With that out of the way, let’s get back to the focus of this blog - Keith. I don’t suppose too many people look forward to surgery – certainly none in our household do. Keith cleverly did everything he could to delay the inevitable like trying to stay up extra late the night before and resisting getting out of bed this morning. Aside from these gestures he offered up little vocal or physical resistance to the inevitable rendezvous with the day hospital at Children’s
In preparation for the possibility of enrolling in an open clinical trial for ongoing therapy, several special lab tests needed to be completed and because this is a rare or possibly unique circumstance for Children’s Oakland they have been working closely with Stanford to coordinate this staging and ‘work up’. This may have been a factor in why it took much longer to get through the procedures today than we had foreseen.

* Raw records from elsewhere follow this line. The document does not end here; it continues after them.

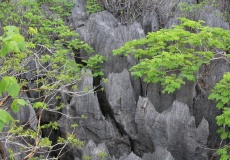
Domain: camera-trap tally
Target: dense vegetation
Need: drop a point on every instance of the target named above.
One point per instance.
(39, 57)
(173, 57)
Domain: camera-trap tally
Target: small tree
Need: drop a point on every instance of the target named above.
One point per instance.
(173, 56)
(41, 60)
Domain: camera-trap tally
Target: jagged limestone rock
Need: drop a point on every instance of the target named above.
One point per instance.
(159, 154)
(96, 151)
(173, 129)
(96, 126)
(104, 33)
(120, 96)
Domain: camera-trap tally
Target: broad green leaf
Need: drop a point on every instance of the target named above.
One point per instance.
(5, 116)
(15, 105)
(13, 88)
(1, 125)
(4, 50)
(4, 84)
(40, 104)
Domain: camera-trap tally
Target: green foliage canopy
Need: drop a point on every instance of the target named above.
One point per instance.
(172, 56)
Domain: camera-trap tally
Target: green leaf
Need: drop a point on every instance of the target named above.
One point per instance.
(15, 105)
(4, 84)
(4, 50)
(5, 117)
(13, 88)
(1, 125)
(40, 104)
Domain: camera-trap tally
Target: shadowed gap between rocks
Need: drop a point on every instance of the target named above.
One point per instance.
(107, 111)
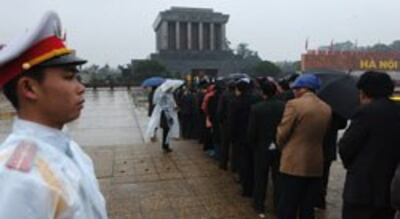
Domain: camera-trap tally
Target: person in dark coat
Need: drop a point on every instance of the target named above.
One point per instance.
(370, 150)
(150, 101)
(264, 119)
(241, 120)
(395, 192)
(329, 147)
(186, 109)
(223, 114)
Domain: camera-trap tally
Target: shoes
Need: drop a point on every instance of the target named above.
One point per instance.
(167, 150)
(261, 215)
(321, 205)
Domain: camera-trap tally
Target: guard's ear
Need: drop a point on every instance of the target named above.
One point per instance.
(28, 88)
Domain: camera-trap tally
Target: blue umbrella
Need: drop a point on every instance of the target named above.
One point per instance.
(153, 82)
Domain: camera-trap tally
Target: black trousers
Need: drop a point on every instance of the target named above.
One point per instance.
(246, 171)
(165, 127)
(187, 125)
(225, 146)
(351, 211)
(264, 161)
(297, 196)
(235, 156)
(323, 189)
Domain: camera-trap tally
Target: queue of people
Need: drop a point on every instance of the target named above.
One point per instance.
(251, 127)
(258, 129)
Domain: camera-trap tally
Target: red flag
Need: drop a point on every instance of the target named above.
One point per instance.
(306, 44)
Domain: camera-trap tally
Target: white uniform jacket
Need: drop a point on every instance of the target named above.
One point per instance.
(46, 175)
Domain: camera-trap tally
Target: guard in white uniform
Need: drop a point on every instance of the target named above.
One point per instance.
(44, 174)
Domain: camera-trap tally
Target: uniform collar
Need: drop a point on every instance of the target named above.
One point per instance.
(51, 136)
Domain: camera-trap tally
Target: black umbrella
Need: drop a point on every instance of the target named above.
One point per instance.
(339, 90)
(235, 76)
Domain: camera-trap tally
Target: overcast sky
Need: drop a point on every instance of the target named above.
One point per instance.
(116, 31)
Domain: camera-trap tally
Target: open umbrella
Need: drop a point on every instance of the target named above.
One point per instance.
(153, 82)
(235, 76)
(339, 90)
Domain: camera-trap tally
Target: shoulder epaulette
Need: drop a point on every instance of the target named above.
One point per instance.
(23, 157)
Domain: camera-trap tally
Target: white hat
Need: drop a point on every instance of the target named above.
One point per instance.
(42, 46)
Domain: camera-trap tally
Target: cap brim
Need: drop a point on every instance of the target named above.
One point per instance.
(69, 59)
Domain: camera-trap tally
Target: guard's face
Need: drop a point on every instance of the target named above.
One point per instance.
(60, 94)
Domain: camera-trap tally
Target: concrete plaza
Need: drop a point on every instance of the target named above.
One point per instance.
(139, 181)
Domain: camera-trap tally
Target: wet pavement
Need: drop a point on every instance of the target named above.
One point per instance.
(139, 181)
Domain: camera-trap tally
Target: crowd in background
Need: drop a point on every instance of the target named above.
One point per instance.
(258, 128)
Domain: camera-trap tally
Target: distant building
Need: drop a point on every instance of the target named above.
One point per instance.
(354, 62)
(193, 41)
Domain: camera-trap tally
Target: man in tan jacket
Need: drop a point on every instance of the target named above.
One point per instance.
(300, 136)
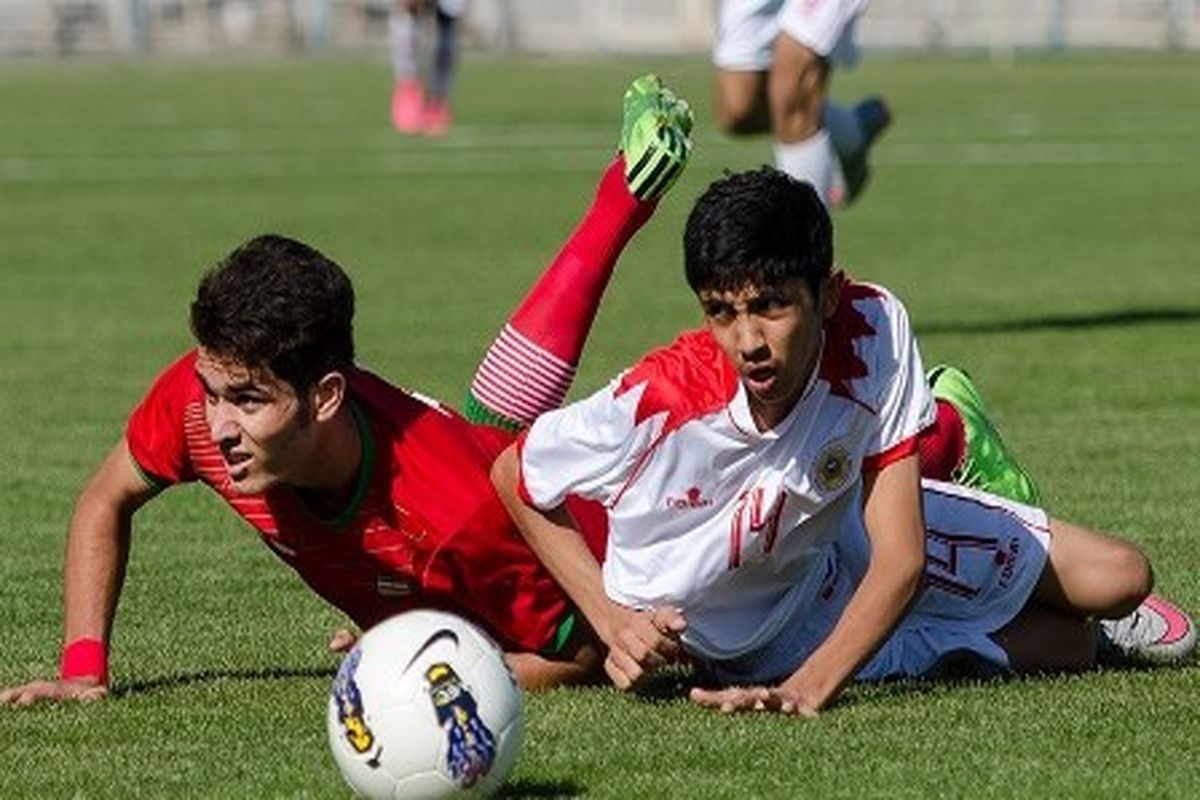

Around mid-day Keith walked down the long hall and into the operating suite under his own power and climbed up onto the procedure table. In an effort to relax everyone including himself he made a point to mention to the doctors not to ‘steal’ his shoes while he was sleeping (we actually did lose his shoes back in August in the ER when he was first admitted). Everyone laughed as he lay down on his side acknowledging permission for the anesthesiologist to do her magic. I watched in fascination as a milky white anesthetic liquid called Propofol coursed its way from the injection site on his IV line and down through the long clear tubing leading to Keith’s chest, finally disappearing beneath the white blanket covering him. It took only a few more seconds for his eyes to tell us that he was in dreamland.
We met up with him as we always do in the recovery room. He took a relatively long time to shake off the effects of the anesthesia but eventually he did and we were back in the car heading home again. Apart from taking his time to wake up this morning, he handled himself with great composure. As usual we were struck by his bravery and mental fortitude.
Not bad for a caveman….
Oh, and thanks for all the comments - it's what makes writing this feel like it's worth the effort.